Highlights & Insights

  • Treating candidate order as marginalizable noise is the paper's clearest contribution. Many papers try to find stronger models or add verifiers, but this work reminds us that random presentation factors in the protocol itself generate significant errors. Averaging this variable significantly improves robustness.
  • The combination of scores, ranks, top-set, and uncertainty is practical. Using only mean scores might preserve scale drift, and using only top votes is too coarse; Borda ranks and top-set votes provide relative ordering info, while the uncertainty weight prevents "cautious but correct" answers from being over-penalized.
  • Insights from failed paths in the ablation are instructive. The paper avoids wrapping the method into an increasingly complex judge pipeline, acknowledging that anchors, panels, and overrides do not always add independent information.
  • Alignment with best-of-N production scenarios. Real-world systems often generate multiple candidates and let a judge pick one; if the judge is sensitive to order, the product output will drift with random permutations.
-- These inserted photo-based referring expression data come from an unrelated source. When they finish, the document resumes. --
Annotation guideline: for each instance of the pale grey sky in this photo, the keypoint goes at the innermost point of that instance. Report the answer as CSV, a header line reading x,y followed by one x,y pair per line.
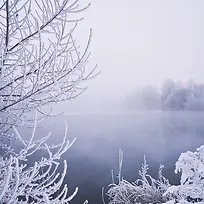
x,y
138,42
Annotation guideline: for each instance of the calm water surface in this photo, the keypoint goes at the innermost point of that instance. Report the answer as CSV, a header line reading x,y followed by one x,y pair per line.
x,y
158,135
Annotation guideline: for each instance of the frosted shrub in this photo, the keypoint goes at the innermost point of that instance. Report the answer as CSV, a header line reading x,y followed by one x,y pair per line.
x,y
191,166
143,190
150,190
37,183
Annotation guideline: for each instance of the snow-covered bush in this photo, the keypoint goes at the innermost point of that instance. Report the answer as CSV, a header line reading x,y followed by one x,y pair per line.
x,y
191,166
143,190
41,182
150,190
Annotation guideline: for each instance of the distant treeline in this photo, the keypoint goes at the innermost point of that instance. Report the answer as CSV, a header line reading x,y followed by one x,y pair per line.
x,y
171,96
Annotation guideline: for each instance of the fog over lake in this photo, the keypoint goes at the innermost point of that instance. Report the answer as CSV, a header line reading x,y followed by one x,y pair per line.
x,y
161,136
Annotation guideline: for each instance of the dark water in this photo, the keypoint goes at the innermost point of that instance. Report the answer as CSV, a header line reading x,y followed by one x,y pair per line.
x,y
158,135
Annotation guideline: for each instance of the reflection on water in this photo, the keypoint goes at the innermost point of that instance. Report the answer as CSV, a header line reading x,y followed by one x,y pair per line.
x,y
160,136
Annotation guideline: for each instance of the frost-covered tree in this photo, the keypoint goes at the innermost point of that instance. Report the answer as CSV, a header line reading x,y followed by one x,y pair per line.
x,y
40,62
23,181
PCFJudge targets this exact decision point.

Limitations & Future Work

  • Main experiments used a fixed 300-case slice rather than the full RewardBench 2 Factuality set. Full data and multiple random slices would better estimate variance.
  • The method requires \(K=7\) judge calls, making the API cost and latency approximately 7x that of direct judging.
  • PCFJudge only addresses presentation-order instability; it cannot resolve benchmark label noise, hidden contamination, or the judge's lack of external knowledge/verification capability.
  • Aggregation weights are currently heuristic; while effective, different tasks and backbones might require retuning.
  • Reward for calibrated uncertainty is a double-edged sword: it encourages caution but could lead judges to favor excessively conservative or uninformative answers if misapplied.
  • vs. G-Eval / PandaLM / MT-Bench: These proved LLMs as general judges; PCFJudge focuses on reducing inference-time order bias within a fixed strong judge.
  • vs. RewardBench / RewardBench 2: These provided difficult data for evaluating judges. This paper identifies RewardBench 2 Factuality as a perfect listwise scenario for PCFJudge.
  • vs. JudgeBench: JudgeBench centers on objective correctness. The smaller gains for our APOCJudge variant suggest that order robustness has boundaries; it is not a universal solver for internal knowledge gaps.
  • vs. position bias research: Prior work mostly diagnoses bias; PCFJudge moves further by converting diagnosis into a training-free test-time fix.
  • vs. PoLL / Ensemble: PoLL reduces model-specific bias through a multi-model jury; PCFJudge reduces order-specific bias through candidate permutations. They are complementary.

Rating

  • Novelty: ⭐⭐⭐⭐ Marginalizing permutations for listwise factuality judging is direct but addresses a critical pain point.
  • Experimental Thoroughness: ⭐⭐⭐⭐ Includes dual backbones, sign tests, and transfer experiments, though main results are on fixed slices.
  • Writing Quality: ⭐⭐⭐⭐ Clear logic, well-explained formulas, and honest reporting of failed ablations.
  • Value: ⭐⭐⭐⭐⭐ Direct implications for any system using LLM judges for best-of-N, reranking, or factuality filtering; low barrier to engineering implementation.